On the occasion of the announcement of the Church Online Donations website, which “will allow members in the United States an additional method to submit their contributions to the Church,” I thought I would share how such things can be handled (but aren’t necessarily by The Church of Jesus Christ of Latter-day Saints, just to be clear) on the other side of the Atlantic. Depending on cultural and historical factors that inform how churches in Europe today finance their programs and activities–such as the strength of the relationship between church and state and who ended up with the temporal estates of ecclesiastical states back in ought-ninety-eight–the differences to practices common in the United States can be stark.
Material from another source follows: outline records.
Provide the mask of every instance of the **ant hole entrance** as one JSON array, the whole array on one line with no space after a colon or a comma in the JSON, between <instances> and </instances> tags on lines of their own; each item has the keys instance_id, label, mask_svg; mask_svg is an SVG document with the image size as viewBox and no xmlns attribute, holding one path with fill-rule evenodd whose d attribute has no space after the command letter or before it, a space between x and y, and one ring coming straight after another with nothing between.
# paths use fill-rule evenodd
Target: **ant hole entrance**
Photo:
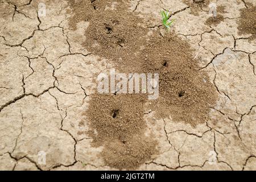
<instances>
[{"instance_id":1,"label":"ant hole entrance","mask_svg":"<svg viewBox=\"0 0 256 182\"><path fill-rule=\"evenodd\" d=\"M125 40L123 39L119 39L117 42L117 44L121 47L125 46Z\"/></svg>"},{"instance_id":2,"label":"ant hole entrance","mask_svg":"<svg viewBox=\"0 0 256 182\"><path fill-rule=\"evenodd\" d=\"M117 117L117 115L118 115L118 114L119 114L119 109L114 110L113 111L112 117L113 118L116 118Z\"/></svg>"},{"instance_id":3,"label":"ant hole entrance","mask_svg":"<svg viewBox=\"0 0 256 182\"><path fill-rule=\"evenodd\" d=\"M112 33L112 28L109 26L106 26L106 30L108 34L110 34Z\"/></svg>"},{"instance_id":4,"label":"ant hole entrance","mask_svg":"<svg viewBox=\"0 0 256 182\"><path fill-rule=\"evenodd\" d=\"M181 97L185 95L184 91L180 91L179 92L179 97Z\"/></svg>"}]
</instances>

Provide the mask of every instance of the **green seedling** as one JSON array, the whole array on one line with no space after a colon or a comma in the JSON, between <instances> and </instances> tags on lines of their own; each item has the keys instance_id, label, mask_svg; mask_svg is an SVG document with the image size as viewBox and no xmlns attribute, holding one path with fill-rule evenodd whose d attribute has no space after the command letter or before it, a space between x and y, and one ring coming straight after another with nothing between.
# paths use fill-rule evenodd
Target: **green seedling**
<instances>
[{"instance_id":1,"label":"green seedling","mask_svg":"<svg viewBox=\"0 0 256 182\"><path fill-rule=\"evenodd\" d=\"M174 23L174 19L169 20L169 18L171 17L171 13L167 11L161 11L161 16L163 25L169 30L170 26Z\"/></svg>"}]
</instances>

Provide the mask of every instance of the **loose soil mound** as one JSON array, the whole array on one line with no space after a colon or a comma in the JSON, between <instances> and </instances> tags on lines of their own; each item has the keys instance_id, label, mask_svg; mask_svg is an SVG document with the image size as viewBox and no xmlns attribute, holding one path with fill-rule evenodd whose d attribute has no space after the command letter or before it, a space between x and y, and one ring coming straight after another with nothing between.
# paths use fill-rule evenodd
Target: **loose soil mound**
<instances>
[{"instance_id":1,"label":"loose soil mound","mask_svg":"<svg viewBox=\"0 0 256 182\"><path fill-rule=\"evenodd\" d=\"M248 5L248 9L240 10L238 28L241 35L252 34L250 38L254 39L256 38L256 6Z\"/></svg>"},{"instance_id":2,"label":"loose soil mound","mask_svg":"<svg viewBox=\"0 0 256 182\"><path fill-rule=\"evenodd\" d=\"M205 122L216 92L207 74L199 71L198 60L193 59L188 44L174 33L163 37L159 28L147 28L146 20L129 11L127 3L115 1L70 1L73 13L71 28L75 29L80 21L90 22L83 46L109 60L119 72L158 73L159 98L148 105L156 115L171 115L174 121L193 126ZM156 152L156 143L144 135L147 96L90 96L85 114L96 144L105 146L102 155L106 163L133 168L148 160Z\"/></svg>"},{"instance_id":3,"label":"loose soil mound","mask_svg":"<svg viewBox=\"0 0 256 182\"><path fill-rule=\"evenodd\" d=\"M214 18L213 16L209 17L206 21L205 24L207 25L214 25L214 26L217 26L218 24L220 24L220 22L221 22L222 21L223 21L224 20L224 18L223 17L222 15L217 14L217 17L216 18Z\"/></svg>"}]
</instances>

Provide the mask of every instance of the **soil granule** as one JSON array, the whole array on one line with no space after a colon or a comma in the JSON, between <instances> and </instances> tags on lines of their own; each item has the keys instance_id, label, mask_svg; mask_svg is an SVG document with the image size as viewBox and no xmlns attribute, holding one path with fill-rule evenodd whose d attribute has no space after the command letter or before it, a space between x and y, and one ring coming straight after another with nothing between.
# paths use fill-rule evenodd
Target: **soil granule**
<instances>
[{"instance_id":1,"label":"soil granule","mask_svg":"<svg viewBox=\"0 0 256 182\"><path fill-rule=\"evenodd\" d=\"M207 20L205 21L205 24L209 26L214 25L216 26L224 20L224 18L223 17L223 16L221 14L217 14L216 18L210 16L208 19L207 19Z\"/></svg>"},{"instance_id":2,"label":"soil granule","mask_svg":"<svg viewBox=\"0 0 256 182\"><path fill-rule=\"evenodd\" d=\"M240 10L238 29L240 35L252 34L251 40L256 38L256 6L248 3L248 9Z\"/></svg>"},{"instance_id":3,"label":"soil granule","mask_svg":"<svg viewBox=\"0 0 256 182\"><path fill-rule=\"evenodd\" d=\"M75 30L77 23L89 22L83 46L119 72L159 74L159 97L150 105L143 94L90 95L85 115L94 144L104 146L107 165L130 169L157 152L154 137L144 134L146 105L159 118L171 115L174 121L196 126L207 121L217 94L186 42L174 32L163 36L158 27L147 28L146 19L129 11L129 2L115 1L71 0L69 26Z\"/></svg>"}]
</instances>

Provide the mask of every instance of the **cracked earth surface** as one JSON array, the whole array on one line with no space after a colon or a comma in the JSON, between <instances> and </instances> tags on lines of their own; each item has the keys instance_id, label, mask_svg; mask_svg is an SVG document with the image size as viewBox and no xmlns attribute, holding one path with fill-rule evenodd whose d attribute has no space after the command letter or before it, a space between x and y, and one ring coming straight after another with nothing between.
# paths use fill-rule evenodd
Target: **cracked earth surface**
<instances>
[{"instance_id":1,"label":"cracked earth surface","mask_svg":"<svg viewBox=\"0 0 256 182\"><path fill-rule=\"evenodd\" d=\"M207 7L196 15L182 1L130 3L131 12L154 18L149 29L160 28L161 10L172 12L172 28L195 49L218 94L210 119L195 127L145 111L159 152L138 169L256 170L256 41L238 34L237 23L240 10L256 2L218 1L224 20L210 26ZM88 22L71 30L63 1L0 1L0 169L117 169L106 166L103 147L92 146L81 125L94 76L112 67L81 46ZM46 165L38 162L40 151Z\"/></svg>"}]
</instances>

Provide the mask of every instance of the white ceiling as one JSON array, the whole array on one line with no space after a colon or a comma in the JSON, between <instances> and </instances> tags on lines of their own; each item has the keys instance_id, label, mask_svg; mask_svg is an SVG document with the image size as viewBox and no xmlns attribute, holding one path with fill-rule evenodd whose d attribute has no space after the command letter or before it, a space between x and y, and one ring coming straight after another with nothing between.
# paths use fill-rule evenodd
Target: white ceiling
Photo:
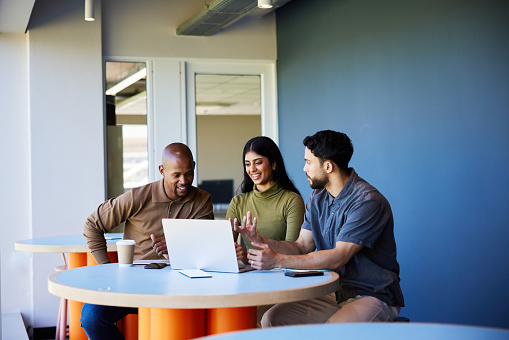
<instances>
[{"instance_id":1,"label":"white ceiling","mask_svg":"<svg viewBox=\"0 0 509 340\"><path fill-rule=\"evenodd\" d=\"M35 0L0 0L0 32L24 33Z\"/></svg>"}]
</instances>

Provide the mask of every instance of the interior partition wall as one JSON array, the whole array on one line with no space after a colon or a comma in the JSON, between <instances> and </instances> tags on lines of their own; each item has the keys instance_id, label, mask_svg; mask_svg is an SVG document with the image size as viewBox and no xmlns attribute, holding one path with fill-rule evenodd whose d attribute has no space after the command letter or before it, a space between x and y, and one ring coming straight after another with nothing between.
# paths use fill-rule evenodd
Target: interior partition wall
<instances>
[{"instance_id":1,"label":"interior partition wall","mask_svg":"<svg viewBox=\"0 0 509 340\"><path fill-rule=\"evenodd\" d=\"M281 151L347 133L389 200L412 321L509 327L509 2L304 1L277 12Z\"/></svg>"}]
</instances>

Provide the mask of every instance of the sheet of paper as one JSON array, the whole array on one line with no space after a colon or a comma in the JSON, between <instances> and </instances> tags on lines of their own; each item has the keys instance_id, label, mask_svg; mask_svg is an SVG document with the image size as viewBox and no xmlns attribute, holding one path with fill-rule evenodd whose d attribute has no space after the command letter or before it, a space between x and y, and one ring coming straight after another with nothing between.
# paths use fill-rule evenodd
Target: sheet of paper
<instances>
[{"instance_id":1,"label":"sheet of paper","mask_svg":"<svg viewBox=\"0 0 509 340\"><path fill-rule=\"evenodd\" d=\"M200 269L181 269L178 272L192 279L199 277L212 277L212 275Z\"/></svg>"}]
</instances>

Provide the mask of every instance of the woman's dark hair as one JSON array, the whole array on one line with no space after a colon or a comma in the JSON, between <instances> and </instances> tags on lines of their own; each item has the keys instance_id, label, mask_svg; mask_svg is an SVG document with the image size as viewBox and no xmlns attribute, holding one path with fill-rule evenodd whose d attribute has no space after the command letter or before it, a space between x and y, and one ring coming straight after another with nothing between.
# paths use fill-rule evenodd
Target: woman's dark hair
<instances>
[{"instance_id":1,"label":"woman's dark hair","mask_svg":"<svg viewBox=\"0 0 509 340\"><path fill-rule=\"evenodd\" d=\"M244 167L244 180L240 185L241 192L249 192L253 190L253 180L246 172L244 161L246 157L246 153L253 151L261 156L267 157L269 159L270 164L276 163L276 169L273 171L274 180L286 190L293 191L294 193L300 195L299 190L295 187L290 177L286 173L285 162L283 161L283 156L281 156L281 152L277 147L276 143L269 137L254 137L247 141L246 146L244 146L244 152L242 153L242 166Z\"/></svg>"},{"instance_id":2,"label":"woman's dark hair","mask_svg":"<svg viewBox=\"0 0 509 340\"><path fill-rule=\"evenodd\" d=\"M302 143L321 163L326 160L333 161L342 172L348 171L353 145L346 134L332 130L318 131L304 138Z\"/></svg>"}]
</instances>

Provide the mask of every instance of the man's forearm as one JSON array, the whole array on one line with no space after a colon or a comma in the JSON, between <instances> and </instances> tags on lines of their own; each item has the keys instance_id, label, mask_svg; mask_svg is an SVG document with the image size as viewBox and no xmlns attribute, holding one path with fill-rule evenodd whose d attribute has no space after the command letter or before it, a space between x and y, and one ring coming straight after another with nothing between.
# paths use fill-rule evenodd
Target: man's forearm
<instances>
[{"instance_id":1,"label":"man's forearm","mask_svg":"<svg viewBox=\"0 0 509 340\"><path fill-rule=\"evenodd\" d=\"M335 256L329 251L315 251L302 255L278 254L278 268L339 270Z\"/></svg>"}]
</instances>

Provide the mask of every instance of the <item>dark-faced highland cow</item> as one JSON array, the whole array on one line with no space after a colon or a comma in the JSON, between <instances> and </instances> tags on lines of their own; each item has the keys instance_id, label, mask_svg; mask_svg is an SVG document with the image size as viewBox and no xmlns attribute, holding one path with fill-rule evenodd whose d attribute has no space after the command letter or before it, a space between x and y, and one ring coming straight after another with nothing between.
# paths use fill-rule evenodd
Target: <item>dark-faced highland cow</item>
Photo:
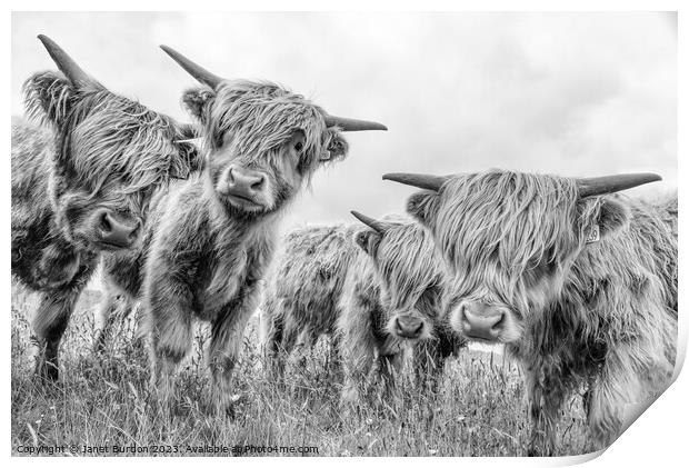
<instances>
[{"instance_id":1,"label":"dark-faced highland cow","mask_svg":"<svg viewBox=\"0 0 689 468\"><path fill-rule=\"evenodd\" d=\"M143 300L163 402L194 320L211 323L208 359L224 411L281 215L317 168L346 156L342 131L385 127L332 117L270 82L221 79L163 50L203 84L182 99L202 127L203 169L157 198L141 248L106 267L120 290Z\"/></svg>"},{"instance_id":2,"label":"dark-faced highland cow","mask_svg":"<svg viewBox=\"0 0 689 468\"><path fill-rule=\"evenodd\" d=\"M423 188L408 211L456 276L450 323L503 342L523 369L531 455L551 455L581 387L592 442L611 444L628 404L669 385L677 343L677 195L611 195L655 175L591 179L493 170L386 175Z\"/></svg>"},{"instance_id":3,"label":"dark-faced highland cow","mask_svg":"<svg viewBox=\"0 0 689 468\"><path fill-rule=\"evenodd\" d=\"M198 163L188 126L116 94L52 40L61 73L33 74L12 121L12 276L42 295L37 371L58 378L58 348L101 252L134 248L151 195Z\"/></svg>"},{"instance_id":4,"label":"dark-faced highland cow","mask_svg":"<svg viewBox=\"0 0 689 468\"><path fill-rule=\"evenodd\" d=\"M462 345L439 319L446 275L430 235L406 218L355 216L371 229L292 231L271 269L262 308L271 360L312 347L323 335L336 341L343 402L358 402L376 380L391 391L407 350L413 350L419 381L437 382L447 357Z\"/></svg>"}]
</instances>

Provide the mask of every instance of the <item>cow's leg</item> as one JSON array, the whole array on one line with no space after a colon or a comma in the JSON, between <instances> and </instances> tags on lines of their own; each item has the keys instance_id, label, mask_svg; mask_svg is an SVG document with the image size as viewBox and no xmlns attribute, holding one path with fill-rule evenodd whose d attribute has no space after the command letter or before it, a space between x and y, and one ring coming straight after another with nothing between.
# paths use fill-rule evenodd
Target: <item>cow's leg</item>
<instances>
[{"instance_id":1,"label":"cow's leg","mask_svg":"<svg viewBox=\"0 0 689 468\"><path fill-rule=\"evenodd\" d=\"M642 402L665 387L672 364L662 354L641 355L640 345L608 352L597 378L592 379L585 408L592 442L602 449L619 436L629 404ZM636 374L632 369L641 369Z\"/></svg>"},{"instance_id":2,"label":"cow's leg","mask_svg":"<svg viewBox=\"0 0 689 468\"><path fill-rule=\"evenodd\" d=\"M113 313L117 309L117 299L118 295L112 285L110 285L108 280L103 280L103 297L98 303L98 309L96 310L96 317L100 328L96 336L96 345L93 350L98 354L102 354L106 350L108 341L110 341L112 327L117 321L117 313Z\"/></svg>"},{"instance_id":3,"label":"cow's leg","mask_svg":"<svg viewBox=\"0 0 689 468\"><path fill-rule=\"evenodd\" d=\"M271 305L264 305L266 309L261 315L261 328L263 332L263 358L266 366L272 370L277 370L276 360L279 359L282 349L282 335L284 332L283 315L276 311Z\"/></svg>"},{"instance_id":4,"label":"cow's leg","mask_svg":"<svg viewBox=\"0 0 689 468\"><path fill-rule=\"evenodd\" d=\"M147 312L151 320L152 384L167 409L174 394L174 371L191 350L193 317L188 296L161 292L156 288Z\"/></svg>"},{"instance_id":5,"label":"cow's leg","mask_svg":"<svg viewBox=\"0 0 689 468\"><path fill-rule=\"evenodd\" d=\"M339 339L340 357L342 358L341 404L359 402L360 390L368 380L376 364L376 345L372 336L347 333Z\"/></svg>"},{"instance_id":6,"label":"cow's leg","mask_svg":"<svg viewBox=\"0 0 689 468\"><path fill-rule=\"evenodd\" d=\"M36 374L49 380L59 377L60 340L74 310L79 291L72 289L44 292L33 316L33 330L39 340Z\"/></svg>"},{"instance_id":7,"label":"cow's leg","mask_svg":"<svg viewBox=\"0 0 689 468\"><path fill-rule=\"evenodd\" d=\"M532 371L525 375L531 419L528 455L550 457L555 454L559 412L567 398L563 381L559 376L539 378Z\"/></svg>"},{"instance_id":8,"label":"cow's leg","mask_svg":"<svg viewBox=\"0 0 689 468\"><path fill-rule=\"evenodd\" d=\"M247 291L229 305L212 323L208 359L213 380L213 399L219 415L232 412L232 371L243 345L244 329L257 307L257 291Z\"/></svg>"}]
</instances>

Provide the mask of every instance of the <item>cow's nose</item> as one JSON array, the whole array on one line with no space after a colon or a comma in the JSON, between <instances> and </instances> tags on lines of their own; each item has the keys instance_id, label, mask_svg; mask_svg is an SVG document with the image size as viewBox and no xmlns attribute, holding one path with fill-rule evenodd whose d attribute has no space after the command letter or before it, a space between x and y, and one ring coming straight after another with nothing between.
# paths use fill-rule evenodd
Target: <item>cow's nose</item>
<instances>
[{"instance_id":1,"label":"cow's nose","mask_svg":"<svg viewBox=\"0 0 689 468\"><path fill-rule=\"evenodd\" d=\"M505 311L481 302L465 302L462 306L465 335L493 341L505 327Z\"/></svg>"},{"instance_id":2,"label":"cow's nose","mask_svg":"<svg viewBox=\"0 0 689 468\"><path fill-rule=\"evenodd\" d=\"M254 196L263 191L266 187L266 176L261 172L230 168L228 173L228 191L230 195L253 200Z\"/></svg>"},{"instance_id":3,"label":"cow's nose","mask_svg":"<svg viewBox=\"0 0 689 468\"><path fill-rule=\"evenodd\" d=\"M131 246L139 235L139 221L127 223L108 209L102 209L97 215L100 240L116 247Z\"/></svg>"},{"instance_id":4,"label":"cow's nose","mask_svg":"<svg viewBox=\"0 0 689 468\"><path fill-rule=\"evenodd\" d=\"M395 320L395 331L401 338L419 338L423 331L423 320L413 316L399 316Z\"/></svg>"}]
</instances>

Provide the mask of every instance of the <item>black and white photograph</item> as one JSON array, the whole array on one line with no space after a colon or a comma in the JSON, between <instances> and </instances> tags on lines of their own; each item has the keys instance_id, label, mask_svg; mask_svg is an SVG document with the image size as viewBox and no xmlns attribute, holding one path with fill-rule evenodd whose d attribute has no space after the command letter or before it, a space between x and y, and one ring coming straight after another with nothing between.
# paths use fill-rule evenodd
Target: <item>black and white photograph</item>
<instances>
[{"instance_id":1,"label":"black and white photograph","mask_svg":"<svg viewBox=\"0 0 689 468\"><path fill-rule=\"evenodd\" d=\"M585 456L677 378L677 11L10 37L12 457Z\"/></svg>"}]
</instances>

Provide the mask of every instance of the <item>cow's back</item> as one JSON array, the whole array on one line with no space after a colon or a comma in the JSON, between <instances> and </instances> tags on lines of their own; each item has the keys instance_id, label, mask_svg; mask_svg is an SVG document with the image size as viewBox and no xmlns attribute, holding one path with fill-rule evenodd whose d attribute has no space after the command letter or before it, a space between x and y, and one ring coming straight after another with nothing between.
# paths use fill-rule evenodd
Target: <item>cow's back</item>
<instances>
[{"instance_id":1,"label":"cow's back","mask_svg":"<svg viewBox=\"0 0 689 468\"><path fill-rule=\"evenodd\" d=\"M316 337L331 333L347 269L356 256L355 228L320 226L289 232L267 278L263 319L308 329Z\"/></svg>"}]
</instances>

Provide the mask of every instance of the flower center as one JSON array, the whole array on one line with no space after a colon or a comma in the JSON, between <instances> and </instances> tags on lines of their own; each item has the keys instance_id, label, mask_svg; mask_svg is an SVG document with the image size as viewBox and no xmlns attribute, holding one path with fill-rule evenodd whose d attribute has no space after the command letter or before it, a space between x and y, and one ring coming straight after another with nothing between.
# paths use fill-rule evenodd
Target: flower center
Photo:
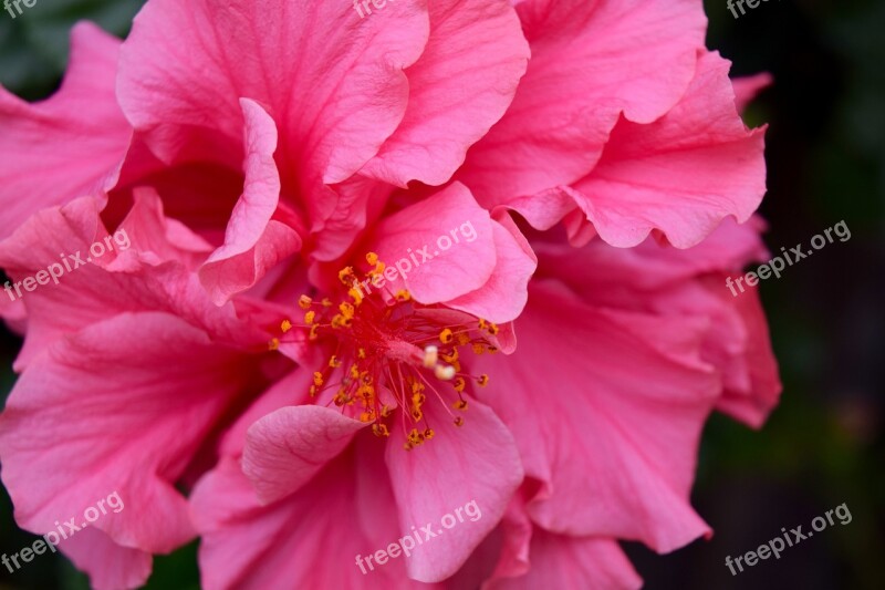
<instances>
[{"instance_id":1,"label":"flower center","mask_svg":"<svg viewBox=\"0 0 885 590\"><path fill-rule=\"evenodd\" d=\"M331 353L314 372L310 394L317 403L334 404L342 413L372 422L378 437L389 436L392 424L398 422L405 448L410 451L434 437L424 412L428 396L441 404L455 425L464 425L468 384L486 386L489 377L464 372L461 351L498 352L498 327L445 306L418 303L406 290L366 296L360 284L381 277L385 269L372 252L366 261L373 268L363 282L352 267L339 272L350 289L337 304L329 298L299 299L304 321L298 325L310 330L309 340ZM283 333L292 328L290 320L280 325ZM279 344L273 339L270 348Z\"/></svg>"}]
</instances>

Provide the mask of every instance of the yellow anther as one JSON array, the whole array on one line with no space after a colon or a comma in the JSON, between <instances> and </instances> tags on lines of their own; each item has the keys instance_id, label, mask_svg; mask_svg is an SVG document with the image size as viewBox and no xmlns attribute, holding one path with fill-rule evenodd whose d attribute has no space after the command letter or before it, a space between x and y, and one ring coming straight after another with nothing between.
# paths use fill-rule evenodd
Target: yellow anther
<instances>
[{"instance_id":1,"label":"yellow anther","mask_svg":"<svg viewBox=\"0 0 885 590\"><path fill-rule=\"evenodd\" d=\"M439 356L447 363L454 363L455 361L458 360L458 349L452 348L451 354L440 354Z\"/></svg>"},{"instance_id":2,"label":"yellow anther","mask_svg":"<svg viewBox=\"0 0 885 590\"><path fill-rule=\"evenodd\" d=\"M412 432L408 433L408 442L414 446L420 445L424 443L424 432L419 431L418 428L412 428Z\"/></svg>"},{"instance_id":3,"label":"yellow anther","mask_svg":"<svg viewBox=\"0 0 885 590\"><path fill-rule=\"evenodd\" d=\"M344 284L351 284L354 278L353 267L344 267L339 271L339 280Z\"/></svg>"},{"instance_id":4,"label":"yellow anther","mask_svg":"<svg viewBox=\"0 0 885 590\"><path fill-rule=\"evenodd\" d=\"M440 381L451 381L451 377L455 376L455 368L438 364L436 369L434 369L434 375Z\"/></svg>"}]
</instances>

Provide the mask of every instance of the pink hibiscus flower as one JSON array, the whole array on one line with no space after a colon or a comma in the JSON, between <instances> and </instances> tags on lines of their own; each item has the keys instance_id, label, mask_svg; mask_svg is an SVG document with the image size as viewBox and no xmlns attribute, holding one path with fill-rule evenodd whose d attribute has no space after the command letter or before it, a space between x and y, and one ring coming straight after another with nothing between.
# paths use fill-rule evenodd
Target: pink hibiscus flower
<instances>
[{"instance_id":1,"label":"pink hibiscus flower","mask_svg":"<svg viewBox=\"0 0 885 590\"><path fill-rule=\"evenodd\" d=\"M763 256L726 218L764 164L704 24L149 0L122 45L79 25L55 96L0 94L0 267L131 247L0 308L19 524L118 491L60 546L96 588L198 535L207 588L635 587L617 539L707 535L704 421L758 425L779 384L758 301L717 288Z\"/></svg>"}]
</instances>

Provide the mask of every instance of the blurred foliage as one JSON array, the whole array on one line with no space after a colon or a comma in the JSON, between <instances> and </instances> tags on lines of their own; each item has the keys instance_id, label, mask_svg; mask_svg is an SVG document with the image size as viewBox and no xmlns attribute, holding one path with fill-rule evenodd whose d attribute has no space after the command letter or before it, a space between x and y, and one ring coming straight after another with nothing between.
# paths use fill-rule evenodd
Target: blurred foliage
<instances>
[{"instance_id":1,"label":"blurred foliage","mask_svg":"<svg viewBox=\"0 0 885 590\"><path fill-rule=\"evenodd\" d=\"M139 0L38 0L17 19L0 13L0 83L35 100L58 86L67 31L81 19L125 35ZM716 536L670 556L627 544L649 589L885 588L885 2L781 0L733 19L725 0L705 2L708 44L735 75L774 74L747 113L770 124L769 195L761 213L772 250L808 240L840 220L846 242L762 283L781 363L781 405L759 432L722 416L708 424L694 503ZM11 365L20 341L0 340ZM13 377L0 373L4 395ZM845 503L852 521L833 526L732 577L725 557L753 550L781 527L808 524ZM19 530L0 491L0 552L35 538ZM148 588L196 589L196 544L155 560ZM42 556L0 590L87 588L58 557Z\"/></svg>"}]
</instances>

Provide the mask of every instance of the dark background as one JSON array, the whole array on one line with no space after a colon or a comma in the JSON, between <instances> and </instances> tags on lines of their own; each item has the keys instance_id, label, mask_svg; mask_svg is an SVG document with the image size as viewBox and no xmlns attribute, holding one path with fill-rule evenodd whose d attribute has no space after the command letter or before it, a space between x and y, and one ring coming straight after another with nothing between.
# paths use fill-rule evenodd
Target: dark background
<instances>
[{"instance_id":1,"label":"dark background","mask_svg":"<svg viewBox=\"0 0 885 590\"><path fill-rule=\"evenodd\" d=\"M327 0L323 0L327 1ZM38 0L0 13L0 83L28 99L51 93L66 61L67 31L88 18L125 34L139 0ZM627 551L646 588L885 588L885 2L768 0L735 19L726 0L705 2L708 45L733 75L771 72L749 108L769 123L769 194L761 214L772 251L808 245L844 220L851 239L762 282L781 364L783 397L759 432L714 416L700 453L694 504L715 536L669 556ZM0 131L2 133L2 131ZM0 333L0 396L20 342ZM769 539L846 504L835 525L732 576L725 566ZM0 489L0 553L33 536L19 530ZM81 589L65 560L41 556L0 590ZM198 588L196 549L158 558L150 588Z\"/></svg>"}]
</instances>

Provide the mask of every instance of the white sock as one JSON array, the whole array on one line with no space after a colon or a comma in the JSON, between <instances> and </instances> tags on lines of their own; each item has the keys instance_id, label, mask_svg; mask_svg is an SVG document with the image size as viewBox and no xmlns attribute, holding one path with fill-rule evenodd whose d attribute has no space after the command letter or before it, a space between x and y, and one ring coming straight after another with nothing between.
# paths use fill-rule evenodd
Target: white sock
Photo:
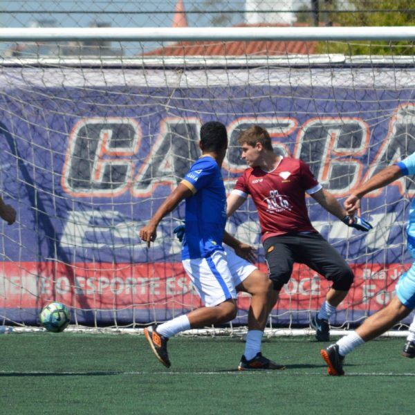
<instances>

Italy, for example, has used the “otto per mille” system since the 1980s in which taxpayers can designate a recipient–either state welfare programs or one of several recognized religions–for a portion of their income tax (0.8%). It isn’t a tax per se, simply a system that allows the tax payer a little control over what the state does with a portion of the taxes it collects and disburses anyway. Also, one’s membership status is irrelevant. If no recipient is designated, the funds are distributed among the possible recipients according to proportion of explicit declarations. Spain actually led the way with such a system in the 1970s and Hungary followed suit in the 1990s. The LDS church is recognized in Italy and could but does not participate in the scheme. I don’t know about the church’s status in Spain or Hungary, but I’m sure that it wouldn’t participate there either even if it could–“free-will offerings or bust” appears to be the church’s byword globally despite the local options that it might have.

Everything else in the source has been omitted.